On the more institutional end, Flextrade entered this space fairly recently and they're decent in the connectivity world. RTS used to have one then they got acquired by Bloomberg and it's probably in some Bloomberg offering now. Itiviti also has one.
Ian, Market replay even at 500X is way too slow to accomplish back-testing for any legit timeframe (like at least a couple of years). I agree with your assessment though, it appears to be the only option. There are literally tens of thousands of NT users that are scalping, so I am surprised NT hasn't developed something themselves. Seems like a huge gap in a need for which many people I am sure would happily pay.
Yeah, retail platforms are awfully slow. Unfortunately this is one of those areas where if you've developed something good, you're more incentivized to keep it for yourself. I have a friend who runs one of the 3 largest trading firms in U.S. equities by volume, and he once mentioned a huge part of their "secret sauce" is the 50 man years of development time across their researchers (who all have PhDs) that were sunk into their simulation engine.
It's not difficult to write something faster and more accurate than NT market replay though if backtesting is all you're gunning for. I think it's a good learning experience that everyone who uses a backtester should go through.
Your absolutely right about NT 7 being crazy slow. I used to setup 4 or 5 laptops and run them 24 hours a day to get a years worth of data over a weekend tested.

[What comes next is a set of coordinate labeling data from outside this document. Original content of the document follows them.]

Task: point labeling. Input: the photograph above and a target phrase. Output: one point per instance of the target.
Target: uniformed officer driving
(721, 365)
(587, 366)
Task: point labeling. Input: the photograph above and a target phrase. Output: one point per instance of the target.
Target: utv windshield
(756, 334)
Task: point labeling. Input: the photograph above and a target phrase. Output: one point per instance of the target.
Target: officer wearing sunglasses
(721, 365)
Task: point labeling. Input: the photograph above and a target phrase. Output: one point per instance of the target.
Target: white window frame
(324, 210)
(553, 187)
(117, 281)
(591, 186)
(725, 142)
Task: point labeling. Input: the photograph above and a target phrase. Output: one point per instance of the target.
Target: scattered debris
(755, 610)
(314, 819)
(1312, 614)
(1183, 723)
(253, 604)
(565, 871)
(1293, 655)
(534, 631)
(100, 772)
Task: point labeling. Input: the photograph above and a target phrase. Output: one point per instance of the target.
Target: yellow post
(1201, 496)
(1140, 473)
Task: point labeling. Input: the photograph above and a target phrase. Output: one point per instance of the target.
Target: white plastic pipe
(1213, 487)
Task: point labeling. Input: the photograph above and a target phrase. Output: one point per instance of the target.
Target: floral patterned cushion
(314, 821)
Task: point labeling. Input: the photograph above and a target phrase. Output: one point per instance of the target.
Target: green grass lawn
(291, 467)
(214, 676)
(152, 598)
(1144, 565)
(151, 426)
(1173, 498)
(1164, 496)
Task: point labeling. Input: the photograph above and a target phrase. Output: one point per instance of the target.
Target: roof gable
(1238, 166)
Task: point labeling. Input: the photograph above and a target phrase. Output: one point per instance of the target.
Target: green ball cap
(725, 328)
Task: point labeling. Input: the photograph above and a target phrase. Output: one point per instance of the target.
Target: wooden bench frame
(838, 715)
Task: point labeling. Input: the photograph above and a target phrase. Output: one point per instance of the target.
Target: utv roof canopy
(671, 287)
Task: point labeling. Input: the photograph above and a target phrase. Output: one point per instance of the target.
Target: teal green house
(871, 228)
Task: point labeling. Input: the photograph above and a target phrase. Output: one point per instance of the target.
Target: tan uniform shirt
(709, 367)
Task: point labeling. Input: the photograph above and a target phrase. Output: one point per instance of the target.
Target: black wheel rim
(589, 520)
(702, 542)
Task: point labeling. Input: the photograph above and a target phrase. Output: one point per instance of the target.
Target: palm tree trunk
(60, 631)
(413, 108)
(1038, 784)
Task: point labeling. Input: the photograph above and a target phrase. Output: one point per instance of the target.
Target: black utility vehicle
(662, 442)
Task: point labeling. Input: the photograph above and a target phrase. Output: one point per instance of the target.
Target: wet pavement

But then NT 8 came along..... It may be painful to migrate your code, but at max speed on a solid laptop NT 8 can do the job of 10 laptops running market replay on NT 7.
In the analytical world there is no such thing as art, there is only the science you know and the science you don't know. Characterizing the science you don't know as "art" is a fools game.
My work with NT 7 & 8 totally agrees and confirms what @iantg has stated above.
NT is not that suitable for scalping. NT 8 is getting better, but I still would stay away from using scalping systems on it.
Sorry to say, that Ninja's customer base is to small to support a niche product like that at $99/mo. It would need to start at $250/mo for a company to stay in business. That type of product would need very well educated support team to properly help customers of that nature. And, those type of employees are not cheap.
Like @iantg said NT 8 Replay Connection is much faster. And, I've heard, Xeon processors give an extra boost in speed. I don't plan on spending the extra $ to find out though.
I have quite a few data points, usually the retail processor is faster for a single host machine because you can overclock it easily. What the Xeon processors are usually better for are ECC support, dual/quad processor support, more memory support, larger cache size, and better binning for base clock, most of which become more meaningful if you have a cluster.